ソフトバンクは2月18日、ソフトバンク回線(4G/5G)を利用したオンライン専用ブランドの名称を「LINEMO(ラインモ)」に決定し、2021年3月17日にサービスを開始する。

 「SoftBank on LINE」として発表した時点では4G/5G共通で税別2980円だった月額料金を2480円に値下げし、通話料金別のKDDIのオンライン専用プラン「povo」に対抗する。一連のオンライン特化プランの先駆けとなったNTTドコモの「ahamo」に比べると500円安い上、サービス開始時期も9日早い。
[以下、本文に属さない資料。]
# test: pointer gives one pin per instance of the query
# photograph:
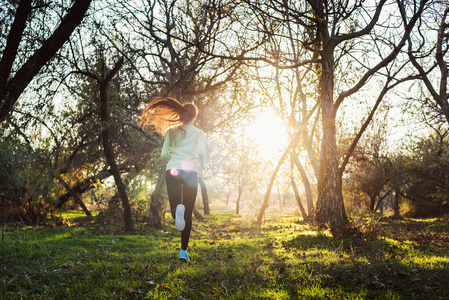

対象期間にエントリーのうえLINEMOを契約すると、先行エントリー特典として、スマートフォン決済サービス「PayPay」で使える「PayPayボーナス」3000円相当をプレゼントする。
 LINEから申し込むLINEMOの料金サービスは「スマホプラン」のみ。月額2480円で毎月20GBのデータ容量と、5分以内の国内通話が追加料金なしで利用でき、コミュニケーションアプリ「LINE」については、データ容量を消費しない「LINEギガフリー」となる。20GB超過時の通信速度は最大1Mbps。そのほか、有料の通話オプションを用意する。
 キャリアメール(MMS)には対応しない。留守番電話サービスは当初は対応しないが今後検討していく。契約事務手数料、SIM交換/再発行、MNP転出手数料、契約解除料は全て無料。
 オンライン上で契約手続きが完了し、eSIMでの契約を希望する場合、eKYC(electronic Know Your Customer、オンライン本人確認システム)を導入していることから自身の顔写真と本人確認書類の写真をアップロードするだけで本人確認が完了する。さらにeSIMの場合、オンライン上で申し込み手続きが完了すれば開通するため、開通手続き用のQRコードを利用した端末のカメラで読み込めば、その場ですぐにサービスを利用できる。なお、SIMカードの契約を希望する場合、eKYCは利用しない。
 支払状況の確認やデータの追加、通話オプションの追加などの手続きは全てオンライン。契約後のサポートはLINEで受けられる。オンラインショップなどで利用できるキャリア決済「ソフトバンクまとめて支払い」は21年4月中旬以降に対応予定。
 LINEMO独自の特徴として、LINEトークで使用できる700万種類以上のLINEクリエイターズスタンプが使い放題になる「LINEスタンププレミアム(ベーシックコース)」(通常月額240円)を、今夏に追加料金なしで利用できるようにする予定。なお、スタンプショップの利用は、LINEギガフリーの対象外。
 最新のiPhone 12シリーズやiPad Wi-Fi + CellularモデルはeSIMに対応しており、SIMフリーのiPhoneとLINEMOの組み合わせが注目を集めそうだ。eKYCに必要な本人確認書類は、一般的に運転免許証、マイナンバーカードなど。
 同じく3月17日から、使い放題の大容量ブランドに位置づける「ソフトバンク」の4G/5G共通の新たな料金サービス「メリハリ無制限」の提供を開始する。同時に学割キャンペーン「SoftBank学割」の対象にメリハリ無制限を追加する。